マルチクラウドは、複数のクラウドサービスを統合し、自社に最適な運用環境を追求する手法です。以下の三点が、マルチクラウド導入の重要視される要因です。

・BCPの確保
・ベンダーロックインの回避
・カスタマイズ性の向上

それぞれについて解説します。


  • ・BCPの確保

    システム過負荷、サイバー攻撃、自然災害などによるシステムダウンへの備えとして、強固なバックアップ体制を構築可能です。オンラインストレージやBIAツールを活用して、迅速な事業復旧を実現します。BCPの確保により、取引先や顧客からの信頼度が向上し、市場シェア、購入単価、リピート率の増加が期待できます。

    ・ベンダーロックインの回避

    マルチクラウドの導入により、特定のベンダーに依存しない環境を実現できます。ベンダーロックインとは、特定のクラウドサービス提供者へ過度に依存し、他社への移行が困難になる状態を指します。

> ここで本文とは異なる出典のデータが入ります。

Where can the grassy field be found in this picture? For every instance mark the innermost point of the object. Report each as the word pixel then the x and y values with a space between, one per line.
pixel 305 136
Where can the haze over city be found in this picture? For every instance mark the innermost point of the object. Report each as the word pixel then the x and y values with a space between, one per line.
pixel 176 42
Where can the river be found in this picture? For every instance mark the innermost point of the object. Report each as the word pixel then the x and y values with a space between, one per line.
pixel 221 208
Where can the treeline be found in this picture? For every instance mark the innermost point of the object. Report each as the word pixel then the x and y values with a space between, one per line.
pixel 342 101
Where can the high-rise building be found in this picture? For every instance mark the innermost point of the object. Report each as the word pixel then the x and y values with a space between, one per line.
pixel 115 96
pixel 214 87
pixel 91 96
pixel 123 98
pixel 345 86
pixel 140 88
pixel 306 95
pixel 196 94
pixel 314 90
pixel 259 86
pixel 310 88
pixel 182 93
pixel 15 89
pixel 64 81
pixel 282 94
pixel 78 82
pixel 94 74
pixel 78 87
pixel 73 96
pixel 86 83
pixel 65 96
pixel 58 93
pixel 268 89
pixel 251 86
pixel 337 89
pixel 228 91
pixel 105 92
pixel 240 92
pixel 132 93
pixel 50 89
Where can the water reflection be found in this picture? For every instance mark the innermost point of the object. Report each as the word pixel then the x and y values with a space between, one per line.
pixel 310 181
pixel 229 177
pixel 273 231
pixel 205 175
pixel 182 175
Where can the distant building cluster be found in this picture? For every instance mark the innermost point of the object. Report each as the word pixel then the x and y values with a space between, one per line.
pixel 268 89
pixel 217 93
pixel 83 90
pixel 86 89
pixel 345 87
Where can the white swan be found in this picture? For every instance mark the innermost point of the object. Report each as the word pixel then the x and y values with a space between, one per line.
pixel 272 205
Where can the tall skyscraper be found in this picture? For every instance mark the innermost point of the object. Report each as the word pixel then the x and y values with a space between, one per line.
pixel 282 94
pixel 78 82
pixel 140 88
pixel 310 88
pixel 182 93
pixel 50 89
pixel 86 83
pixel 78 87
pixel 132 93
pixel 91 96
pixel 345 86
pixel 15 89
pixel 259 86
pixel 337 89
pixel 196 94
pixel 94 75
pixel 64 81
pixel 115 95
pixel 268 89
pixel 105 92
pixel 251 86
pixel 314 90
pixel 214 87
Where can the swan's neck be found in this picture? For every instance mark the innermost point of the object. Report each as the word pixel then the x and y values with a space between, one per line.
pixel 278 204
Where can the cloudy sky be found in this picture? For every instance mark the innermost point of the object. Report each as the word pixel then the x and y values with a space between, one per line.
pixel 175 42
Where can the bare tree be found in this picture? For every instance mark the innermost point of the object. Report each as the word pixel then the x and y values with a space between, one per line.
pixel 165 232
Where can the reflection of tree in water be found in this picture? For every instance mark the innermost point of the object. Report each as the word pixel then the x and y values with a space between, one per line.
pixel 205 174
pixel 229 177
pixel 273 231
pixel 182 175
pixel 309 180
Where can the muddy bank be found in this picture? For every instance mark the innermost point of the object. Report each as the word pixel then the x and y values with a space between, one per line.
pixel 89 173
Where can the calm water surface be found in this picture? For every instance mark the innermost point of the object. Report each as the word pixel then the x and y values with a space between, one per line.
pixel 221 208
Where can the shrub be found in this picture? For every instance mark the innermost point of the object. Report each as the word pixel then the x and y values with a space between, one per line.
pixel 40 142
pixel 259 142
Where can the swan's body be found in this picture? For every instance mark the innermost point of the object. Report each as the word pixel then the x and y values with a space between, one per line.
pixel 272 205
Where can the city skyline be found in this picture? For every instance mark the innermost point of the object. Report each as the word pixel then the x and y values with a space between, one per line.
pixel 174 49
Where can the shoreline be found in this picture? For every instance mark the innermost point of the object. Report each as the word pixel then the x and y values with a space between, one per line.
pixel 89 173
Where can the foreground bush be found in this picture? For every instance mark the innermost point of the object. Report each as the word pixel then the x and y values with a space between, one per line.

    マルチクラウド環境下では、複数のサービスを併用することで、特定のベンダーへの依存を減少させ、柔軟かつコストパフォーマンスに優れたサービス利用が可能となります。また、ベンダーの経営悪化や倒産時にも、代替サービスへの迅速な切り替えが容易になります。

    ・カスタマイズ性の向上

    マルチクラウドを導入することで、自社のニーズに応じた高度なカスタマイズが可能となります。

    例えば、パブリッククラウドのAWSとMicrosoft Dynamics 365を同時に利用することができます。また、プライベートクラウドで自社の既存システムを維持しながら、パブリッククラウドのサービスを併用する形態も選択できます。このように、ベンダーの制約に縛られることなく、自社が望む最適な形態を追求することができます。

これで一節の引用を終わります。